Il y a d’abord eu le marketing brillant du prince héritier que tout le monde s’est empressé de présenter comme un réformateur. N’a-t-il pas donné aux femmes la permission de conduire ? On a chanté ses louanges par ici et fermé autant que possible les yeux sur les nombreuses exceptions et le fait que tant de féministes y croupissent encore en prison, le fait que les obligations vestimentaires dans la rue restent réelles.

Ce simulacre de progrès visait à faire les yeux doux à un monde occidental aux décideurs parfois trop crédules ou intéressés. Nous sommes dans une situation globale où les mêmes consultants en communication et en lobbying conseillent des leaders de deux mondes complètement opposés. Au milieu de tout cela, il y a forcément quelqu’un qui finit par vendre son âme.

Au niveau diplomatique, souvenons-nous de l’entrée de ce pays dans la Commission onusienne pour les droits des femmes avec la complicité de plusieurs États européens, dont la Belgique. Peut-on être plus cynique ? Tout est commerce. Au niveau intellectuel, des auteurs de chez nous n’hésitent pas à retourner leur plume contre nous et des pressions ont été exercées sur des universitaires aux États-Unis. La liberté de penser est sous pression.
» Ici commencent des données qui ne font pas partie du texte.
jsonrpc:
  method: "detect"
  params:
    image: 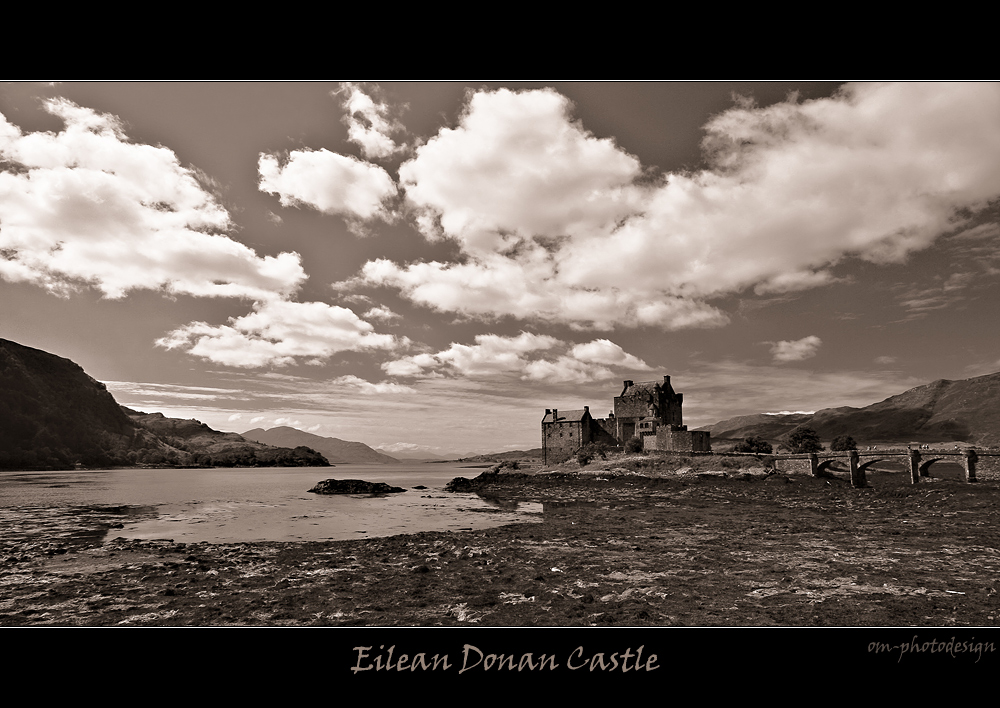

Enfin, le pétrole, évidemment. Notre aliénation énergétique va-t-elle continuer ? Et les armes que nous leur vendons. Que nous continuerons à vendre, même si avec elles, on tue plus qu’un journaliste qui dérange, on tue des enfants au Yémen. Trump l’a rappelé la semaine dernière : les États-Unis vendront aussi. "Ce serait idiot de laisser tomber 110 milliards de dollars", a-t-il déclaré. Que vaut notre dignité, que valent nos valeurs ? À mon avis, plus que cet argent.

L’assassinat de Jamal Khashoggi et la manière dont il a été géré sont révélateurs de la soumission de l’Occident face à l’Arabie saoudite. Une soumission qui se traduit par l’aliénation intellectuelle et énergétique. La prostitution économique. Dictature politique à distance. Si même un petit joueur comme le Pakistan peut, par la voix de ses islamistes radicaux, intimider la Grande-Bretagne afin qu’elle n’envisage pas d’accorder l’asile à Asia Bibi (chrétienne condamnée à mort pour blasphème), imaginez ce qu’une puissance comme l’Arabie saoudite peut faire. Sans parler de la Turquie qui s’ingère déjà dans nos élections, exploitant nos problèmes d’intégration et la loyauté de certains belgo-turcs qui est plus forte pour Erdogan que pour notre pays.

L’Occident est-il encore capable, a-t-il encore les moyens d’être garant de son héritage ? Celui des Lumières. La question n’est plus si on le veut ou non. C’est si on en a gardé le pouvoir. Le clash des civilisations n’aura peut-être pas lieu en plein jour. Mais la soumission subtile, elle, est déjà en marche.